65
“What’s wrong, Thomas?” Matthew asked.
Thomas had dismounted and was walking around looking at the ground and then staring off into the distance. Now he walked back to where Matthew was waiting, still mounted.
“I think I lost the trail, Matthew,” he said mournfully, shaking his head.
“You’ll pick up the trail again, Thomas,” Matthew said confidently. “I know you will. And if not, you’ll figure somethin’ out. You’re smart, like Pa.”
“Yeah, well,” Thomas said, not as sure of that as his brother was, “I don’t think they’ll stop in any Kansas towns. Not with the word out about what happened in Salina.”
“So they’ll keep goin’? Back into Indian Territory?”
“Unless they head west.”
“What about east?” Matthew asked.
“Too far,” Thomas said, “too much of Kansas to ride through.”
“See? I told you you was smart.”
Thomas took off his hat, ran his hand through his hair and looked into the distance, south.
“I’ll try and pick up the trail again, but I think we should keep headin’ south,” he finally said. “That’s where he likes to work, and that’s where his other brother is.”
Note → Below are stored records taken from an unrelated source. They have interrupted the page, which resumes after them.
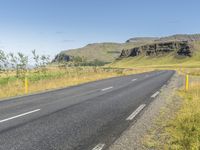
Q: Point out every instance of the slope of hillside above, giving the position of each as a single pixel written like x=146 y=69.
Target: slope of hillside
x=166 y=60
x=108 y=52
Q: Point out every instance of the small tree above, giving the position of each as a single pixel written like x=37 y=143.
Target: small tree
x=36 y=58
x=4 y=62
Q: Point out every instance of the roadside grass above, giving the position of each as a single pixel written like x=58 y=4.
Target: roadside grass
x=55 y=77
x=179 y=129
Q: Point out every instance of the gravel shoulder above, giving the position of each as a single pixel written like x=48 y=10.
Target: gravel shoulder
x=133 y=137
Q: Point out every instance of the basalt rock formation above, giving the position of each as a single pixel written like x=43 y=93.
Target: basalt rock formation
x=157 y=49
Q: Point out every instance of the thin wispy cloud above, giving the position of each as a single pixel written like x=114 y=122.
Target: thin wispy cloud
x=67 y=41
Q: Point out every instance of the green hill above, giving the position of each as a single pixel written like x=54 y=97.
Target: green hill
x=109 y=52
x=165 y=60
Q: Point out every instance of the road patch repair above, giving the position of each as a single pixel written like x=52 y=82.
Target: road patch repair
x=133 y=137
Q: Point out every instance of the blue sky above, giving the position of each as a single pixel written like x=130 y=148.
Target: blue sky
x=50 y=26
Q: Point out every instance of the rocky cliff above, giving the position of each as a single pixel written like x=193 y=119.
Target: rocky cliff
x=179 y=47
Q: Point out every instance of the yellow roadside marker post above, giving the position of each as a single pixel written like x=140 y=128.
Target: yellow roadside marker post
x=26 y=85
x=187 y=83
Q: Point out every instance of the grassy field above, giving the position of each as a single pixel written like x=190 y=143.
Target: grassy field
x=179 y=130
x=56 y=77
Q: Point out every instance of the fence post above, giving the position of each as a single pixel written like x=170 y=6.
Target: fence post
x=187 y=82
x=26 y=85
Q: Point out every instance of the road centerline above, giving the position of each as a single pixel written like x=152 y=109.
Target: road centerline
x=99 y=147
x=133 y=80
x=20 y=115
x=155 y=94
x=108 y=88
x=136 y=112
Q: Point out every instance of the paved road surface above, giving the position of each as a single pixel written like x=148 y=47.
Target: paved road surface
x=85 y=117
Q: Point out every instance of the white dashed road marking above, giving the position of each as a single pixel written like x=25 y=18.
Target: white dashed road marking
x=24 y=114
x=137 y=111
x=134 y=80
x=108 y=88
x=99 y=147
x=155 y=94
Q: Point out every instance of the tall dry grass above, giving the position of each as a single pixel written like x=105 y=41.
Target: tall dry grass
x=62 y=78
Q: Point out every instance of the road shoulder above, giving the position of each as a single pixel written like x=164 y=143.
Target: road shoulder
x=133 y=137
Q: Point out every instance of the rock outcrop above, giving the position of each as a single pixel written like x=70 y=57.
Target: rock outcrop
x=157 y=49
x=63 y=58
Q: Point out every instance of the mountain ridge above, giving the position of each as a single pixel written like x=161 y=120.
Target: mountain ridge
x=110 y=51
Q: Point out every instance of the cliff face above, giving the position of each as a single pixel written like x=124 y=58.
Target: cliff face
x=156 y=49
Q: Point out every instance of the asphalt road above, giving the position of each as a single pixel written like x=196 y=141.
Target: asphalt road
x=85 y=117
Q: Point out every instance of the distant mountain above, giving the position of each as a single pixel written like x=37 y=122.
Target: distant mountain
x=176 y=37
x=142 y=39
x=108 y=52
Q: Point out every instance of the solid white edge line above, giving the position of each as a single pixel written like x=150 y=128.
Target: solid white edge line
x=137 y=111
x=134 y=80
x=99 y=147
x=108 y=88
x=155 y=94
x=4 y=120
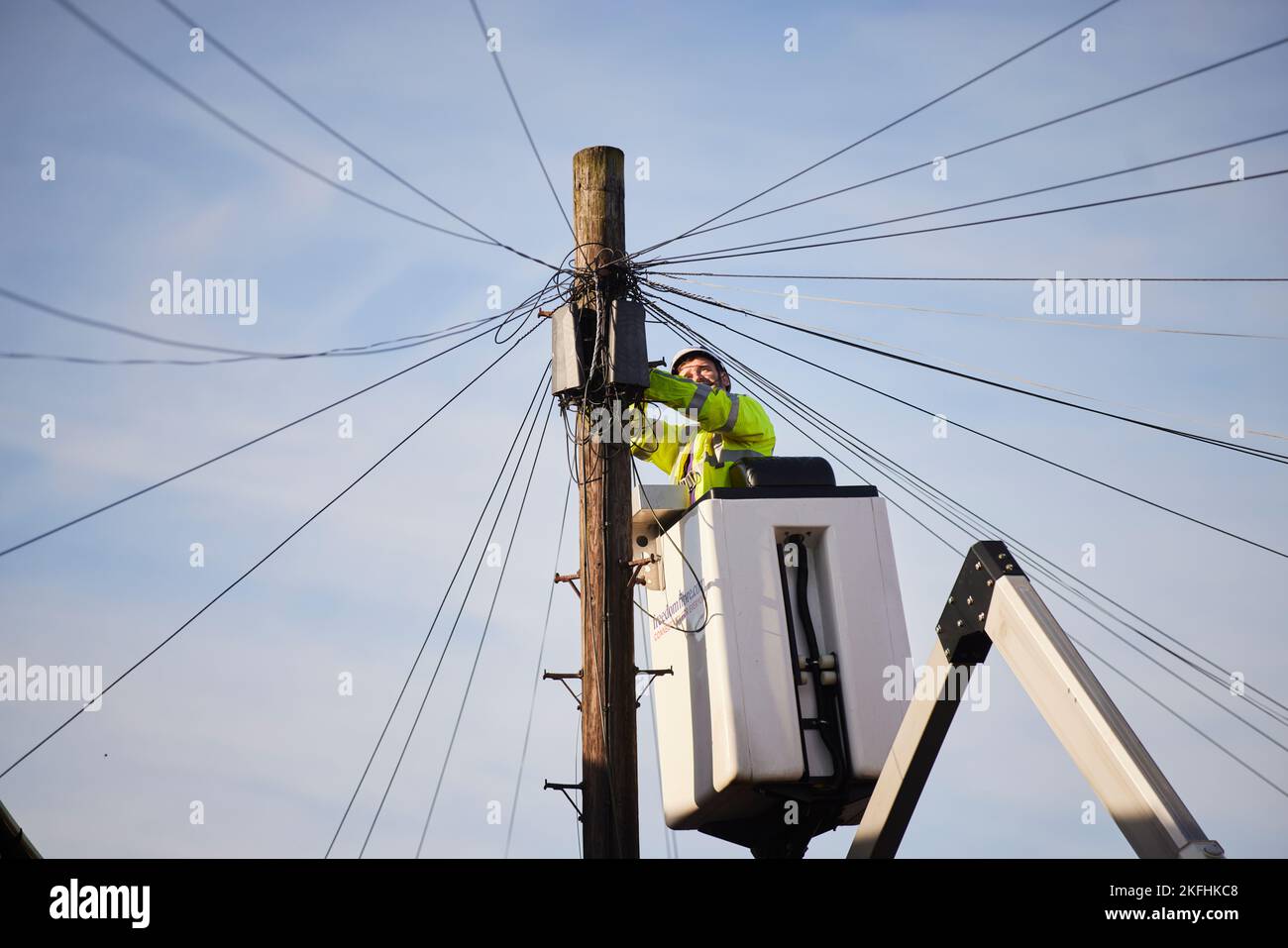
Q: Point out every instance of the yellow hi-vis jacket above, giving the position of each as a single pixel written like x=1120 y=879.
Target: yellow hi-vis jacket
x=729 y=427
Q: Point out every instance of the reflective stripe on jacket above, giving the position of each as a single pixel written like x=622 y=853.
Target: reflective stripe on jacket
x=729 y=427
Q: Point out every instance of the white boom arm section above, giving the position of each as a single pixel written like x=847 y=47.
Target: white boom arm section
x=993 y=603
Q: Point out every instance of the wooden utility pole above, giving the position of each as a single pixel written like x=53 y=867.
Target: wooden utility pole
x=609 y=780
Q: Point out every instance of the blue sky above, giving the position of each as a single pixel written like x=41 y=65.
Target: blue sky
x=241 y=710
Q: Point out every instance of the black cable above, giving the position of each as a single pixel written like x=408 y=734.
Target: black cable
x=233 y=451
x=366 y=351
x=487 y=625
x=719 y=256
x=1257 y=453
x=246 y=133
x=1047 y=460
x=867 y=454
x=1008 y=137
x=243 y=353
x=966 y=279
x=265 y=558
x=1013 y=196
x=317 y=120
x=889 y=125
x=496 y=58
x=1177 y=716
x=536 y=682
x=420 y=652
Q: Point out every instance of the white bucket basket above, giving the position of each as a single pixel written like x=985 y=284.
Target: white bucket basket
x=737 y=721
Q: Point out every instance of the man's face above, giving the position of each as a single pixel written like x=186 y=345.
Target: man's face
x=702 y=369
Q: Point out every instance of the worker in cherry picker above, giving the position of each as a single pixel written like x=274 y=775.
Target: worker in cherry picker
x=724 y=427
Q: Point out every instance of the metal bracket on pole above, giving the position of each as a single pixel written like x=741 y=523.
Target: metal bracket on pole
x=652 y=677
x=993 y=603
x=571 y=579
x=563 y=789
x=562 y=678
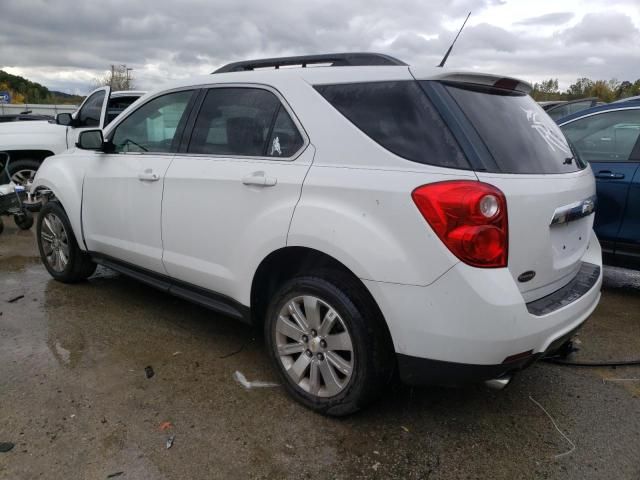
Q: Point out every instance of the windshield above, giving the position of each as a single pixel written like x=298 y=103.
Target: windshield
x=516 y=130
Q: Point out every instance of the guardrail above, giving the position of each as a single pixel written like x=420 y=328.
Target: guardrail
x=53 y=110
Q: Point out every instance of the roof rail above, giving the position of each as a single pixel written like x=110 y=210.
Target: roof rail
x=335 y=59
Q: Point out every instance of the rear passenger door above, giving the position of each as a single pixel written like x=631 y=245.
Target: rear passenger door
x=606 y=140
x=230 y=192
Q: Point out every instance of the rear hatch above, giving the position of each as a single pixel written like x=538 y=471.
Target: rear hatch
x=549 y=191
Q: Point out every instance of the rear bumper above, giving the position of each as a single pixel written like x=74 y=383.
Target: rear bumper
x=418 y=371
x=472 y=321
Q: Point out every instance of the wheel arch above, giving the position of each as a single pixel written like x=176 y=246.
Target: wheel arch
x=287 y=262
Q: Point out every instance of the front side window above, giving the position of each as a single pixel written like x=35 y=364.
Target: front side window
x=608 y=136
x=153 y=126
x=89 y=115
x=244 y=122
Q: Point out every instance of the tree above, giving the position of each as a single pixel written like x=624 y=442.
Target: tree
x=546 y=90
x=580 y=89
x=119 y=78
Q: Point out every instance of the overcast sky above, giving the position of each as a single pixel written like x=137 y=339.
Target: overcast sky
x=64 y=44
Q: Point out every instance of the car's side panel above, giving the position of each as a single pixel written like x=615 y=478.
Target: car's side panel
x=215 y=229
x=366 y=219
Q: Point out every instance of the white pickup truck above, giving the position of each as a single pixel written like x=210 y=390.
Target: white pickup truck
x=29 y=143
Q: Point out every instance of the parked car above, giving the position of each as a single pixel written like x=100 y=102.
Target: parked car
x=559 y=109
x=29 y=143
x=370 y=218
x=23 y=117
x=608 y=138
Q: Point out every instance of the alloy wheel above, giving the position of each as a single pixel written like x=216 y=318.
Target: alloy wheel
x=55 y=242
x=314 y=346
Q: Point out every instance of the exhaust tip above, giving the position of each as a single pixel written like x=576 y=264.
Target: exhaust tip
x=498 y=383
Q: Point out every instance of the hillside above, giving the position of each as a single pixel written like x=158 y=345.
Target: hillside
x=26 y=91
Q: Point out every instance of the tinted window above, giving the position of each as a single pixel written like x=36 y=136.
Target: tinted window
x=569 y=108
x=517 y=131
x=285 y=139
x=90 y=112
x=400 y=117
x=605 y=137
x=152 y=127
x=238 y=121
x=116 y=106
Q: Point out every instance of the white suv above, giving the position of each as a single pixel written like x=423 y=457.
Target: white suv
x=372 y=217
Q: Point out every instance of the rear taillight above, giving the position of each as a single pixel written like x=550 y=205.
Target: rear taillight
x=469 y=217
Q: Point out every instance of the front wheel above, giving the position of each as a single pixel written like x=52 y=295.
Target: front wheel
x=328 y=344
x=23 y=220
x=59 y=250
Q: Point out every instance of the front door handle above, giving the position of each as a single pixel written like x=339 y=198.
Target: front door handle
x=148 y=176
x=259 y=179
x=609 y=174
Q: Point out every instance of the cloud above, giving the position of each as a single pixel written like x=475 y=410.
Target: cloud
x=558 y=18
x=64 y=44
x=602 y=27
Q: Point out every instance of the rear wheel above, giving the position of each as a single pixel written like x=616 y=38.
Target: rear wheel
x=328 y=344
x=59 y=250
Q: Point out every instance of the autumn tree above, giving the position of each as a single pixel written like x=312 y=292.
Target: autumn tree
x=118 y=78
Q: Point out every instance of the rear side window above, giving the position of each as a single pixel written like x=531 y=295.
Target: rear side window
x=400 y=117
x=244 y=122
x=519 y=134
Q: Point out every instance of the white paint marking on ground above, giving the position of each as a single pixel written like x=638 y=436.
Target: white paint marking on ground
x=242 y=380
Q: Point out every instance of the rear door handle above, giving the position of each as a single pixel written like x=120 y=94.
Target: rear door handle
x=148 y=176
x=609 y=174
x=259 y=179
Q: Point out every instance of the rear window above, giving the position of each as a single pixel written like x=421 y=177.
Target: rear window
x=517 y=131
x=398 y=116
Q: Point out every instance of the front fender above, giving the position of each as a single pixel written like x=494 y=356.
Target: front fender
x=63 y=175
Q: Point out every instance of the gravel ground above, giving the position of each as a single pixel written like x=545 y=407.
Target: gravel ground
x=76 y=402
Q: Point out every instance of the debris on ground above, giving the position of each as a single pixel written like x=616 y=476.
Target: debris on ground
x=6 y=446
x=15 y=299
x=165 y=426
x=242 y=380
x=233 y=353
x=573 y=446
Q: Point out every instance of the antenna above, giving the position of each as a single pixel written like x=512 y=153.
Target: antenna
x=446 y=55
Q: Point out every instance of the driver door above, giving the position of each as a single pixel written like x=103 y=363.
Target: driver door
x=122 y=193
x=91 y=114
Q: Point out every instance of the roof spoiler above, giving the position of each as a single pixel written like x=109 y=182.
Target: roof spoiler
x=334 y=59
x=507 y=83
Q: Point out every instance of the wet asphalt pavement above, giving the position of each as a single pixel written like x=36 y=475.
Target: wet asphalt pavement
x=77 y=404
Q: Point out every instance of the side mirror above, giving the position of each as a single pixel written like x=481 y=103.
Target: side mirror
x=90 y=140
x=64 y=119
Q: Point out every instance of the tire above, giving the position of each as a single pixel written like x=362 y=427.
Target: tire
x=56 y=242
x=24 y=220
x=22 y=171
x=342 y=385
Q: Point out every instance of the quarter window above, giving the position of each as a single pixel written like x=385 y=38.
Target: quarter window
x=89 y=115
x=244 y=122
x=607 y=136
x=153 y=126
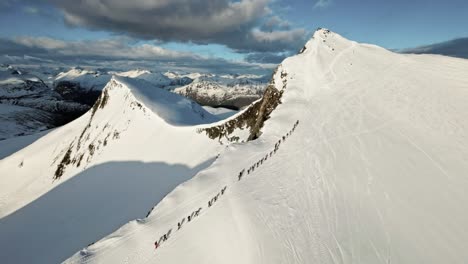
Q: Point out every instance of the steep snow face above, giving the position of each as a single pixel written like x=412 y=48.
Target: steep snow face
x=84 y=180
x=375 y=172
x=28 y=105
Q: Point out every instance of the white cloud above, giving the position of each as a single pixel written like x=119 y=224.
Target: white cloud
x=323 y=3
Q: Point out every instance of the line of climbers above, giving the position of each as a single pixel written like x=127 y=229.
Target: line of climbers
x=268 y=155
x=213 y=200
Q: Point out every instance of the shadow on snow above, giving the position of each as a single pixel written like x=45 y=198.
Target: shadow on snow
x=86 y=208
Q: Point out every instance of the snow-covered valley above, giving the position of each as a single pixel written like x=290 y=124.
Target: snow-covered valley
x=355 y=154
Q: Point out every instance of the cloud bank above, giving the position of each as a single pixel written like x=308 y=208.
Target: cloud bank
x=244 y=26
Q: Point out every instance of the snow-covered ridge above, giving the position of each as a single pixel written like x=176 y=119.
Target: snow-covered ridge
x=375 y=173
x=109 y=155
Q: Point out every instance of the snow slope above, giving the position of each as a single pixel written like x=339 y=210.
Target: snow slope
x=375 y=172
x=82 y=181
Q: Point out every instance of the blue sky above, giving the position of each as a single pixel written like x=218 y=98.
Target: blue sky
x=238 y=32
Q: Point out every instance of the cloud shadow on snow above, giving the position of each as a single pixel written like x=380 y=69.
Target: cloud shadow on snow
x=86 y=208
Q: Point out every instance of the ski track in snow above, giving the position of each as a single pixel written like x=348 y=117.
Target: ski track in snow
x=147 y=223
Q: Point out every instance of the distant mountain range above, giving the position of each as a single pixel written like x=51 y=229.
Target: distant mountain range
x=32 y=100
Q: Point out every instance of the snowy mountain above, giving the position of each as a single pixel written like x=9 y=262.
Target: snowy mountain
x=354 y=154
x=455 y=48
x=362 y=161
x=28 y=105
x=71 y=187
x=229 y=91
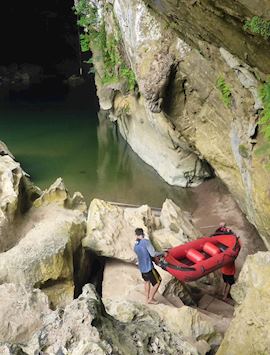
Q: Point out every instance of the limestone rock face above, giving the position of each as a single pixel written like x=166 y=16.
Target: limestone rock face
x=21 y=312
x=141 y=121
x=110 y=229
x=44 y=255
x=255 y=274
x=127 y=303
x=171 y=157
x=179 y=56
x=249 y=330
x=176 y=227
x=84 y=327
x=16 y=195
x=57 y=193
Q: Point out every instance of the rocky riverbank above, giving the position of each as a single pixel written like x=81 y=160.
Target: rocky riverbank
x=59 y=247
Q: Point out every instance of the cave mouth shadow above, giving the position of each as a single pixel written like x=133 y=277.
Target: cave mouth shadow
x=88 y=268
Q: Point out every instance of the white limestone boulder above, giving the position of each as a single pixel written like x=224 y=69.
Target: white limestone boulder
x=110 y=229
x=21 y=312
x=57 y=193
x=44 y=255
x=176 y=227
x=16 y=195
x=84 y=327
x=249 y=330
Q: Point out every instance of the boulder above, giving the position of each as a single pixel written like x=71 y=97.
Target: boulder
x=44 y=255
x=110 y=229
x=21 y=312
x=57 y=193
x=255 y=274
x=176 y=227
x=16 y=196
x=126 y=302
x=85 y=327
x=249 y=330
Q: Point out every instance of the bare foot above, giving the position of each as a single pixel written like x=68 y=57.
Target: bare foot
x=153 y=301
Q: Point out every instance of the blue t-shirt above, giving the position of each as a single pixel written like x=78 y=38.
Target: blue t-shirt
x=145 y=250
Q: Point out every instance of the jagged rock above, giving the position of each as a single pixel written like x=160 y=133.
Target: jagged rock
x=255 y=274
x=176 y=227
x=249 y=330
x=172 y=158
x=180 y=76
x=57 y=193
x=85 y=326
x=188 y=323
x=44 y=255
x=21 y=312
x=4 y=150
x=110 y=229
x=16 y=196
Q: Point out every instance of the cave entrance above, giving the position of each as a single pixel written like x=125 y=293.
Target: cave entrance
x=88 y=268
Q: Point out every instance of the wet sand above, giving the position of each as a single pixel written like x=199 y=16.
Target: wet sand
x=213 y=204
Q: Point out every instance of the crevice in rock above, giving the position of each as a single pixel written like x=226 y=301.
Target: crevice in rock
x=167 y=100
x=88 y=268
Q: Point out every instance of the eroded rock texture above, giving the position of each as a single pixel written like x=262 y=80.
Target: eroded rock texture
x=179 y=117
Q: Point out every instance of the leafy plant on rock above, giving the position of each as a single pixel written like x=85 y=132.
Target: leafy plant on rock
x=96 y=37
x=264 y=121
x=259 y=26
x=225 y=91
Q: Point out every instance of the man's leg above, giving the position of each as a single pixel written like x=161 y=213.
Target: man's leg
x=147 y=290
x=226 y=291
x=153 y=291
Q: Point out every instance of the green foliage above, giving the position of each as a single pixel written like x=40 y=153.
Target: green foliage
x=225 y=91
x=264 y=121
x=95 y=36
x=259 y=26
x=243 y=151
x=127 y=73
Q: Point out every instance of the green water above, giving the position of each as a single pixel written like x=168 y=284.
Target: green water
x=53 y=136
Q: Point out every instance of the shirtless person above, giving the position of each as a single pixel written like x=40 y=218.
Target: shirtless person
x=145 y=251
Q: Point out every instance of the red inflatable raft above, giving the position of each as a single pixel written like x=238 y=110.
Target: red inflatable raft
x=198 y=258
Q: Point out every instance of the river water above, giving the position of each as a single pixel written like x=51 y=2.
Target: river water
x=54 y=131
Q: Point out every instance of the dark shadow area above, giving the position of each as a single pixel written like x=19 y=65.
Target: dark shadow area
x=88 y=268
x=43 y=33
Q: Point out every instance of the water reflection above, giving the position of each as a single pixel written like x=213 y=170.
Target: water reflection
x=126 y=177
x=65 y=138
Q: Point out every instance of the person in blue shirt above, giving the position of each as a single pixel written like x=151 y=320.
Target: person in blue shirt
x=145 y=252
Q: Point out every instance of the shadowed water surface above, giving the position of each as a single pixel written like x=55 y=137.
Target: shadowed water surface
x=55 y=131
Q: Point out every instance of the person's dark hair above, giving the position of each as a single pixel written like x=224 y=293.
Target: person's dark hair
x=139 y=231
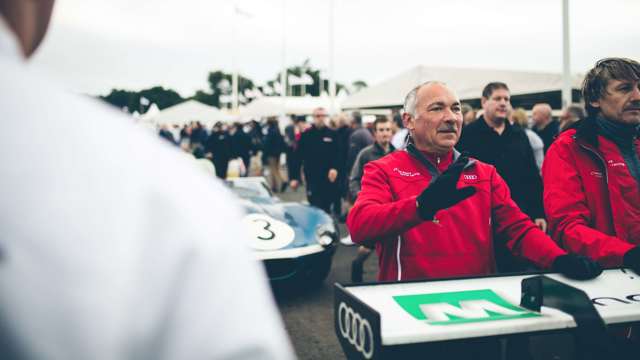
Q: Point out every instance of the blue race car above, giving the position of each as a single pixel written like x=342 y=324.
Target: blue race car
x=293 y=240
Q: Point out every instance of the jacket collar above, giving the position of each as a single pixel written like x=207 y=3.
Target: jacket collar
x=379 y=150
x=587 y=131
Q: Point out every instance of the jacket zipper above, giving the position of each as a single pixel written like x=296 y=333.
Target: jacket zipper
x=398 y=257
x=604 y=163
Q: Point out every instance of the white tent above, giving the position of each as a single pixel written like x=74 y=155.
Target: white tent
x=290 y=105
x=191 y=110
x=467 y=82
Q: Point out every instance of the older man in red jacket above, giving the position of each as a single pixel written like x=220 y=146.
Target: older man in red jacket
x=592 y=172
x=432 y=212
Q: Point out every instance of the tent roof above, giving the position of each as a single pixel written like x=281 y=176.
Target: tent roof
x=468 y=82
x=293 y=105
x=191 y=110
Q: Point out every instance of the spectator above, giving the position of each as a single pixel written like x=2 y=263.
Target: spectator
x=519 y=118
x=274 y=147
x=571 y=115
x=318 y=154
x=492 y=139
x=166 y=134
x=544 y=125
x=218 y=149
x=381 y=147
x=241 y=146
x=400 y=133
x=358 y=140
x=343 y=133
x=198 y=135
x=468 y=114
x=119 y=254
x=293 y=160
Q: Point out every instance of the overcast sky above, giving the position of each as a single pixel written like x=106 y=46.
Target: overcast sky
x=95 y=45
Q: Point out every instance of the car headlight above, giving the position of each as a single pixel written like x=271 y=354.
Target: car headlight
x=326 y=234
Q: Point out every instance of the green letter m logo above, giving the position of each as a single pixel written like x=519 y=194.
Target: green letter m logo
x=461 y=307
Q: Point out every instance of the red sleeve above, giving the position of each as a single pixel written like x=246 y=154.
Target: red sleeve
x=525 y=239
x=568 y=213
x=375 y=215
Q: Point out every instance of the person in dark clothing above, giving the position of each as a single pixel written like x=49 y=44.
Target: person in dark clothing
x=343 y=132
x=381 y=147
x=293 y=157
x=359 y=139
x=218 y=149
x=241 y=146
x=492 y=139
x=544 y=125
x=256 y=136
x=273 y=147
x=166 y=134
x=199 y=135
x=318 y=153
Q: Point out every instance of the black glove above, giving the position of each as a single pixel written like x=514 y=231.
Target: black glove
x=442 y=193
x=576 y=267
x=632 y=259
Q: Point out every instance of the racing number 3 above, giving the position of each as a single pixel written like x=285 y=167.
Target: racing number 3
x=266 y=227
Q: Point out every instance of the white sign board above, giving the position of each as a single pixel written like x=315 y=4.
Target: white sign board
x=456 y=309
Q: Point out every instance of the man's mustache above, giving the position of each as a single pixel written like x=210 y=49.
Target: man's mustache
x=448 y=127
x=633 y=106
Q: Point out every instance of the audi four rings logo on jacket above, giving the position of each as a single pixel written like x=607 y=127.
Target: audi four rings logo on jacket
x=356 y=330
x=460 y=243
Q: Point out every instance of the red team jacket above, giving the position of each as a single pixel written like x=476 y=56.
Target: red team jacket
x=591 y=200
x=459 y=242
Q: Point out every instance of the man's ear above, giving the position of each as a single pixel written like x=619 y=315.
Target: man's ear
x=407 y=121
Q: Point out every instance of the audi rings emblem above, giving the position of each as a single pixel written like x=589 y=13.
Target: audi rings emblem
x=356 y=330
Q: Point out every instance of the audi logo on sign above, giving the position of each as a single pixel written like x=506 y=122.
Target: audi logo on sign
x=356 y=330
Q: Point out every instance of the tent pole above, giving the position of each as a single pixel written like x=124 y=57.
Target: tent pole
x=566 y=56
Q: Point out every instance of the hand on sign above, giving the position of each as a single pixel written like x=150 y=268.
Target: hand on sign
x=576 y=267
x=541 y=224
x=333 y=174
x=442 y=193
x=632 y=259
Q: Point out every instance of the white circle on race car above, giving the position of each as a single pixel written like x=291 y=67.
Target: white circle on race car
x=267 y=233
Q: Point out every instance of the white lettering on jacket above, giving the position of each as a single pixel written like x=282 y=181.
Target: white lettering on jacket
x=406 y=173
x=614 y=164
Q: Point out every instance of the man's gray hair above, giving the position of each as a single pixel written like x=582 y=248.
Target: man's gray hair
x=410 y=101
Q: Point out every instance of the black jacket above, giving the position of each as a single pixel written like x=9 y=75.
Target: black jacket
x=548 y=134
x=240 y=144
x=512 y=155
x=219 y=144
x=318 y=152
x=273 y=144
x=370 y=153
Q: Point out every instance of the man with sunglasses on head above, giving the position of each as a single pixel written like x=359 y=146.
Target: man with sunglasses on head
x=592 y=172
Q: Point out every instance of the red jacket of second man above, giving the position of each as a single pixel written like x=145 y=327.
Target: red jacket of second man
x=459 y=242
x=591 y=200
“The priest? I thought they didn’t like each other?”
“They’re brothers, Matthew,” Thomas said. “If Ethan decided he needed help, that’s where he’d go.” He put his hat on and slapped his brother’s tree trunk thigh. “That’s what I’d do.”
“Me too.”
“Okay, then.” Thomas remounted. “We’ll head for Oklahoma City and see if we can pick up the trail.”
Thomas hoped he was making the right choice. He didn’t want the killer of his mother to get away, but—and this he found odd—even more than that, he didn’t want to disappoint his father, or his brothers. Matthew, he thought, was giving him much too much credit for Dan Shaye–like brains.
But Oklahoma City seemed like a good bet to him. If two brothers had split up, heading for the third brother was something a man might do. The way Thomas felt about his brothers, he couldn’t imagine not going to one of them for help.